Santiago a Mil, el teatro chileno siempre es político

Santiago a Mil, el teatro chileno siempre es político. «Estamos en una situación especial aquí, pero el teatro chileno siempre es político», dice Carmen Romero, directora del festival Santiago a Mil.

Santiago a Mil

«El teatro siempre está pensando y escribiendo sobre el proceso social», agrega. Casi todas las docenas de espectáculos en el festival la confirman. A veces cómico, a veces serio, siempre indignado, el teatro chileno repetidamente da voz a los maltratados, los enojados y los desposeídos.

En Too Much Sexual Freedom, dirigida por Ernesto Orellana Gómez, cuatro artistas convierten una mesa redonda en un cabaret de confrontación sobre la vergüenza, el prejuicio del VIH, la discriminación contra las trabajadoras sexuales y los derechos trans.

De manera directa y formal, actúan con inteligencia, humor y un apasionado sentido de la injusticia. «Vamos a descolonizar el género», dicen, mientras separan las fuerzas de opresión que yacen en la historia de América Latina.

El género y el poder también están en la mente de la directora Stephie Bastías en The Tower, una adaptación femenina de The Bloody Countess, de Alejandra Pizarnik. Está inspirado en el mito de la condesa de Transilvania del siglo XVI, Elizabeth Bathory; su insaciable gusto por la sangre amenaza la vida de sus sirvientes, a quienes encontramos planeando un ataque preventivo. Alto en el melodrama gótico y el exceso de retorcimiento de manos, es una pieza desigual, pero su llamado a la unidad frente a la tiranía se hace eco de lo que está sucediendo en las calles.

Un espectáculo más nítido es Dragón, de Guillermo Calderón. Fue escrito antes de la emergencia de octubre, pero el dramaturgo, un visitante frecuente del Reino Unido, se sorprende al ver cuán tópico se ha vuelto.

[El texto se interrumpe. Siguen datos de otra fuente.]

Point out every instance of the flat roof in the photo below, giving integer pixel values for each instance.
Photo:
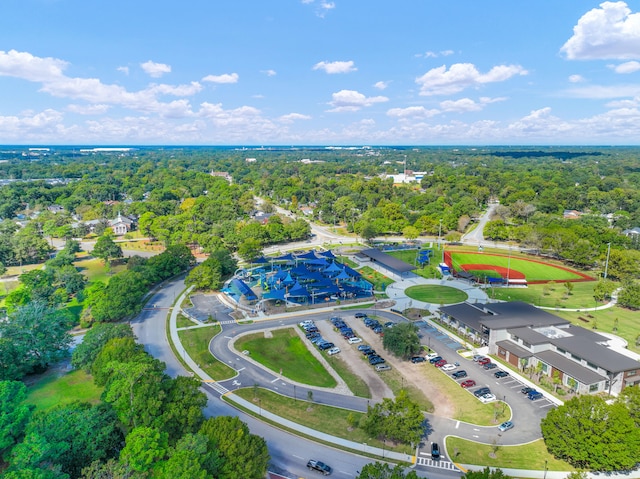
(387, 260)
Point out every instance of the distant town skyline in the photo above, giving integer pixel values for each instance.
(319, 72)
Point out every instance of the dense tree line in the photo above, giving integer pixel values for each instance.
(148, 425)
(589, 433)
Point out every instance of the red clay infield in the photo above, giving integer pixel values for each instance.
(502, 271)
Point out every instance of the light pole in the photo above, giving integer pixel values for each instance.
(606, 264)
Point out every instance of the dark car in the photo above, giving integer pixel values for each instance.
(319, 466)
(435, 450)
(324, 346)
(481, 392)
(535, 395)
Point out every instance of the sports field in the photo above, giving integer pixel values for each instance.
(513, 267)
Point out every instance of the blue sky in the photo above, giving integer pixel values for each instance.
(319, 72)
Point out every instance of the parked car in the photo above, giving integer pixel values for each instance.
(319, 466)
(435, 451)
(535, 395)
(325, 346)
(505, 426)
(485, 398)
(481, 392)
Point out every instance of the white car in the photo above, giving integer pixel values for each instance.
(487, 398)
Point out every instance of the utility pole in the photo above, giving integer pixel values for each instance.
(606, 264)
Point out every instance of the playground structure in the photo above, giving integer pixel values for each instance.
(305, 279)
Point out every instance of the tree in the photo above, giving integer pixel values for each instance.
(71, 436)
(39, 335)
(94, 340)
(14, 415)
(379, 470)
(486, 473)
(241, 453)
(144, 446)
(402, 340)
(590, 434)
(106, 249)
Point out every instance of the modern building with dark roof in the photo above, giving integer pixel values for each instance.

Como una versión polémica del Arte de Yasmina Reza, se trata de un colectivo de artistas conceptuales cuyo intento de crear un «teatro invisible» inspirado en Augusto Boal en las calles los arroja a dilemas éticos sobre clase, raza y representación. ¿Es correcto que vuelvan a representar el asesinato en 1980 de Walter Rodney, un activista político guyanés, o simplemente refuerzan los clichés sobre África y la violencia? Si desempeñan el papel de brasileños, ¿harán suposiciones sobre la experiencia de los inmigrantes? Divertido, resbaladizo y enérgicamente actuado, el de tres jugadores satiriza la vanidad artística incluso cuando reconoce el valor del compromiso político. «Estoy haciendo un espectáculo, mientras que en la calle hay una guerra», se lamenta.

Todo esto es consistente con un festival que tiene sus raíces en la resistencia clandestina a la dictadura de Pinochet. Ferozmente independiente, Santiago a Mil se ve del lado de la gente y tiene accesibilidad en su ADN; el festival de tres semanas atrae audiencias de 200 mil personas, de las cuales 150 mil no pagan nada.

«El teatro y la gente están juntos aquí», dice Romero.